Il 10 Ottobre 2000 Giada G. scrive:
La Commissione per l’invalidità mi ha assegnato un grado percentuale di 35 nel ’96.
Ora il mio diabetologo, essendo stata ricoverata l’anno scorso per forti e frequenti ipoglicemie, mi ha detto che potrei richiedere una revisione per aggravamento.
Volevo avere un consiglio: quali sono i pro e i contro di un’eventuale maggiore percentuale di invalidità sia in ambito lavorativo che a livello di assistenza economica (se esiste…).
Grazie per la disponibilitàRisponde il dott. Carlo Pisano, avvocato:
La legge prevede una serie di benefici, anche economici, per i soggetti che siano riconosciuti invalidi civili; la percentuale prevista è però più alta rispetto al 35% ad oggi riconosciuto.
In particolare il riconoscimento di una riduzione della capacità lavorativa almeno del 74% dà diritto all'assegno mensile, la cui erogazione è però subordinata anche al mancato raggiungimento dei limiti di reddito previsti dalla normativa vigente.

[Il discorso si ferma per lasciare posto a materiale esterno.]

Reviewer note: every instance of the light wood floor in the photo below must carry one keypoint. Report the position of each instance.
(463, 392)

In ambito lavorativo è previsto il diritto al collocamento obbligatorio qualora l'invalidità superi il 45%, così come previsto dalla legge 12.3.1999 n. 68.

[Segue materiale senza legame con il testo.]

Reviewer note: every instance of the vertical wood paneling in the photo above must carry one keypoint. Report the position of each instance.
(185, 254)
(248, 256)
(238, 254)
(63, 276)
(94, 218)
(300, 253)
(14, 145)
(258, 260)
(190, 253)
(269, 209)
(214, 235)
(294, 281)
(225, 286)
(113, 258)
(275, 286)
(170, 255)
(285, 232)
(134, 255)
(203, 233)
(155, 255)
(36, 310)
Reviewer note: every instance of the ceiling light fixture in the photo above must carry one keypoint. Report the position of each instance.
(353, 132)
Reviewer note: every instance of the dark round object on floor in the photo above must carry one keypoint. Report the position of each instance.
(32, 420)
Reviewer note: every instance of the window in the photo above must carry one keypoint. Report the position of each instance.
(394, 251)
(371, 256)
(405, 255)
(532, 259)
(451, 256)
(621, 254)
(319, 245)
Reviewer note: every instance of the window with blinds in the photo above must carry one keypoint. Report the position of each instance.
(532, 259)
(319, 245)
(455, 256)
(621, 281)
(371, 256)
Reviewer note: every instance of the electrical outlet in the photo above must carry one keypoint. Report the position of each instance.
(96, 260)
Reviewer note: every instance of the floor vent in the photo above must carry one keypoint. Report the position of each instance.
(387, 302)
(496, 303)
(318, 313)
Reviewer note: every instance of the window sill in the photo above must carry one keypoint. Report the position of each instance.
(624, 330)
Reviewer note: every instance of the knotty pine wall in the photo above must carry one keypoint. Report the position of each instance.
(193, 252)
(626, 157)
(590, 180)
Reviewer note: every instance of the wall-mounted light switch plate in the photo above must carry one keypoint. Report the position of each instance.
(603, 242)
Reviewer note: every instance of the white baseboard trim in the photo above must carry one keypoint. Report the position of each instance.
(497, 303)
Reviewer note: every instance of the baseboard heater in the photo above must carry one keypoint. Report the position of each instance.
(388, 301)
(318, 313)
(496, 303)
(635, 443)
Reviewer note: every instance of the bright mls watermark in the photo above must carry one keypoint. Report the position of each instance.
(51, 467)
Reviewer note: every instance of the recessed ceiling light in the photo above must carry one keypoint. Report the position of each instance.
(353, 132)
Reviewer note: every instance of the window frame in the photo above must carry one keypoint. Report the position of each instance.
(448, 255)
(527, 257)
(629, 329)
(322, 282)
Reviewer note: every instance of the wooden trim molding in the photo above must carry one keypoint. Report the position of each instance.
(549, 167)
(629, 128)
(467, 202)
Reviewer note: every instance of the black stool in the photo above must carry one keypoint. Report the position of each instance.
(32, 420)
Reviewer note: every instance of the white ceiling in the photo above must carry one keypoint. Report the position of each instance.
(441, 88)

In caso di assunzione in base a tale legge, le conseguenze sul rapporto di lavoro di un eventuale aggravamento sono regolate dall'art. 10 che prevede alcune importanti garanzie per il lavoratore.
Peraltro, l'eventuale accertamento di un aggravamento dell'invalidità potrebbe determinare problemi qualora a ciò si accompagni anche una dichiarazione di inidoneità al tipo di lavoro che si svolge.